Мужики, понурив головы, бродили по загубленным загонам, а в избах надрывно голосили бабы.
— Вот те и Илья да Никола! Весь год маялись, а прок какой? Помрем теперь с голодухи, братцы, ‑ угрюмо ронял среди мужиков Семейка Назарьев.
— Помрем, Семейка, ‑ вторил ему Карпушка Веденеев. ‑ У меня уж и без того троих деток господь к себе прибрал.
— Чего делать будем, братцы? ‑ вопросил Семейка, обращаясь к поникшим крестьянам.
Но вразумительного ответа так и не последовало. А спросить совета больше не у кого: на погосте теперь почил степенный, башковитый крестьянин.

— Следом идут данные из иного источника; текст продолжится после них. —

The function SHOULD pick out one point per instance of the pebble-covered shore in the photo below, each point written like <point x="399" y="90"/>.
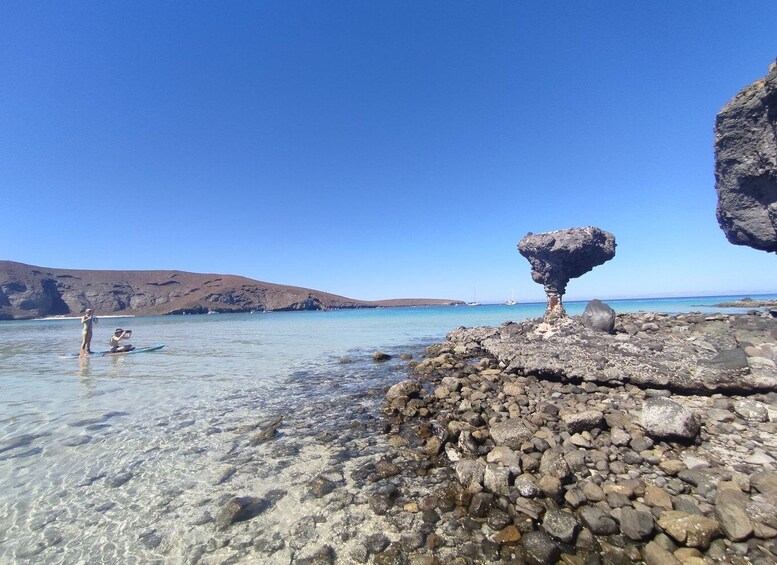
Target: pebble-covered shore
<point x="549" y="470"/>
<point x="478" y="459"/>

Исая хоронили всем селом. Страдники ‑ старожильцы, серебряники, новопорядчики и бобыли долго стояли возле могилы, поминая селянина добрыми словами:
— Всю жизнь из рук сохи не выпускал да так на ниве и преставился, голуба, ‑ глухо промолвил белоголовый Акимыч.
— Исай ‑ мужик был праведный. Себя в обиду не давал и умел за мир постоять, ‑ тиская шапку в руках, произнес Пахом Аверьянов.
— От боярских неправд все скоро подохнем, братцы. Исай, почитай, за мир один отдувался. Всем скопом надо против боярщины подниматься, ‑ веско проговорил Семейка Назарьев.
— Верно толкуешь, Семейка. Что ни год ‑ то тяжелее хомут княжий. Мочи нет терпеть.
— Теперь одна дорога ‑ в бега подаваться, хрещеные, на Низ[164].
Убитая горем Прасковья, обхватила руками деревянный крест, припала к свежему земляному холмику и тихо рыдала. Седые пряди выбились из‑под черного убруса.
Иванка застыл возле могилы в тягостном суровом молчании ‑ угрюмый, насупленный, скорбный.
Возле княжьего гумна собрались мужики с подводами.
Калистрат Егорыч, распахнув на груди суконный опашень[165], сказал миру:
— Повелел государь наш Андрей Андреевич хлебушек из амбаров выгружать и в Москву отправлять. Кладите на телеги по пять четей и езжайте в белокаменную с богом. Да самопалы с собой прихватите, неровен час…
— Креста на тебе нет, Егорыч. Нам надо побитые хлеба согрести да цепами обмолотить. Хоть последние крохи с нивы собрать, ‑ с возмущением перебил приказчика Семейка.
— Дело‑то спешное у князя, сердешные. Ему хлебушек в Москве надобен.
— Князь может и обождать. У него жита и за десять лет всем селом не приесть, ‑ поддержал Назарьева Иванка.
— Неча попусту языком болтать. Князю лучше знать, когда ему хлеб надобен. Загружайте подводы, мужики, ‑ начал гневаться приказчик.
— Не повезем жито в Москву. Недосуг нам да и кони заморены. Хватит с нас жилы тянуть! ‑ взорвался Семейка, наступая на приказчика.
— Заворачивайте, братцы, коней. Айда на свои загоны! А ты, приказчик, уходи подобру‑поздорову, ‑ выкрикнул Иванка.
Мокей, не дожидаясь решения Калистрата, ожег Семейку Назарьева кнутом и пошел на Болотникова. Иванка отшатнулся ‑ кнут просвистел мимо. Мокей взмахнул в другой раз, но Болотников с такой силой двинул его кулаком, что челядинец рухнул наземь.
— Вяжите бунтовщиков! ‑ тонко и визгливо прокричал Калистрат Егорыч своим дворовым холопам.
Но здесь приказчик переусердствовал. Его окрик еще более раскалил и без того обозленных крестьян.
— Бейте их, братцы! ‑ взревел Семейка.